Em Duas Solidões, estão frente a frente dois escritores, dois génios literários, duas maneiras diferentes de entender a literatura, dois temperamentos um tanto contraditórios, duas maneiras diferentes de narrar. Estes são os tempos em que o boom da literatura latino-americana se está a formar e ainda não tinha sido inventado um nome para o que hoje conhecemos como «realismo mágico». Páginas emocionantes de uma conversa sem igual.
Esta edição inclui textos de Juan Gabriel Vásquez, Luis Rodríguez Pastor, José Miguel Oviedo, Abelardo Oquendo, Abelardo Sánchez León e Ricardo González Vigil, que recordam, na maioria como testemunhas, esse diálogo; e, além disso, duas entrevistas com o escritor colombiano, uma seleção fotográfica e a avaliação de Vargas Llosa sobre a vida e obra de García Márquez na atualidade. E conta ainda com um prefácio de Pedro Mexia para esta edição.
Minha review no GoodReads
Este livro reúne um conjunto de textos que funcionam como amuse-gueule para aquilo que verdadeiramente nos interessa que é a conversa entre dois homens que viriam a tornar-se duas das maiores vozes da literatura latino-americana.
Antes do diálogo propriamente dito, encontramos quatro textos introdutórios:
Irmãos inimigos, de Pedro Mexia;
Palavras recuperadas, de Juan Gabriel Vásquez;
Uma vez e nunca mais, de Luis Rodríguez Pastor;
e a nota preliminar de José Miguel Oviedo
que ajudam a contextualizar e a preparar-nos para o encontro que se segue.
No centro do volume está o diálogo travado entre Mario Vargas Llosa e Gabriel García Márquez em Lima, nos dias 5 e 7 de Setembro de 1967.
Cem Anos de Solidão tinha acabado de ser publicado e García Márquez ainda não era o escritor planetário que viria a ser e Vargas Llosa, por sua vez, estava em plena afirmação crítica e intelectual.
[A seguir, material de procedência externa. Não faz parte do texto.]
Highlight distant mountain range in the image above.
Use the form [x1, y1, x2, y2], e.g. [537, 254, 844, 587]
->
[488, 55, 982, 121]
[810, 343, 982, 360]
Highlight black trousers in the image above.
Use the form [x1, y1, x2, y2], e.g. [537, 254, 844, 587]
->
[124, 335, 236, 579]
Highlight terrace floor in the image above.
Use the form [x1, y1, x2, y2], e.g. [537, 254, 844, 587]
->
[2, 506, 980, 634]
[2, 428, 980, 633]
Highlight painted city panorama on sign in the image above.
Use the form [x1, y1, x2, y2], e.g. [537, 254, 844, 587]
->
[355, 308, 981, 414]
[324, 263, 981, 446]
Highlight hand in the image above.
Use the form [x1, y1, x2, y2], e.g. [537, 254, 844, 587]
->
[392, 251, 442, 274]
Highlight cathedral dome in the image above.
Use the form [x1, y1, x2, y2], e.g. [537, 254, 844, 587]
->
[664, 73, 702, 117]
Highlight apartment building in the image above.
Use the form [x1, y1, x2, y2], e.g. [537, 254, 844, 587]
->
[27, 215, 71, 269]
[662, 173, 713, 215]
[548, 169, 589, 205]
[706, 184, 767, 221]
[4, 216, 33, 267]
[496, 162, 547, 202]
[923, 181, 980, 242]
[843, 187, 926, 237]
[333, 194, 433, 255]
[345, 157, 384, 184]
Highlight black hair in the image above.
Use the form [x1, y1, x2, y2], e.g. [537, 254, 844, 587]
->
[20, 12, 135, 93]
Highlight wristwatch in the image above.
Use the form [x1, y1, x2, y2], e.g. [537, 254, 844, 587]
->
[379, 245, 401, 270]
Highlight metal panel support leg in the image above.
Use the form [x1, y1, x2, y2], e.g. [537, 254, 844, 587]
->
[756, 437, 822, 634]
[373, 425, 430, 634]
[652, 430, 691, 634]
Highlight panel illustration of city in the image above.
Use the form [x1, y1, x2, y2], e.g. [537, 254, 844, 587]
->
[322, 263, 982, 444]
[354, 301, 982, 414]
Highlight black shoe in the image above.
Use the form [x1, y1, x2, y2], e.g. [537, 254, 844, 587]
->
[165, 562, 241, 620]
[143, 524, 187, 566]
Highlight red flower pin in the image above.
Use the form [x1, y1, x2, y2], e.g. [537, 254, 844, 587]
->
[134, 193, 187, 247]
São dois escritores jovens, ambiciosos, lúcidos e ainda amigos.
Trata-se de uma conversa longa, densa e surpreendentemente generosa, em que dois escritores ainda em plena afirmação reflectem sobre a literatura. Falam sobretudo do romance latino-americano, do acto de escrever, do realismo mágico, das influências literárias, do papel do escritor na sociedade.
No final, o livro oferece um verdadeiro digestivo, uma série de testemunhos que prolongam este momento histórico, com textos de:
Abelardo Sánchez León - Foi há anos e não o esqueço;
Abelardo Oquendo - Vida e literatura;
Ricardo González Vigil - Encontro entre Mario Vargas Llosa e Gabriel García Márquez;
e ainda García Márquez por Vargas Llosa.
Há ainda um pequeno miminho com algumas entrevistas, textos adicionais como Forjámos o Grande Romance da América e Gabriel García Márquez. A sua chave: a sinceridade, e um conjunto de fotografias que eternizaram o momento.
Lido hoje, este livro ganha uma força adicional, não apenas como reflexão literária de alto nível, mas como o registo de um encontro irrepetível, anterior às rupturas pessoais e ideológicas que viriam a separar definitivamente estes dois escritores.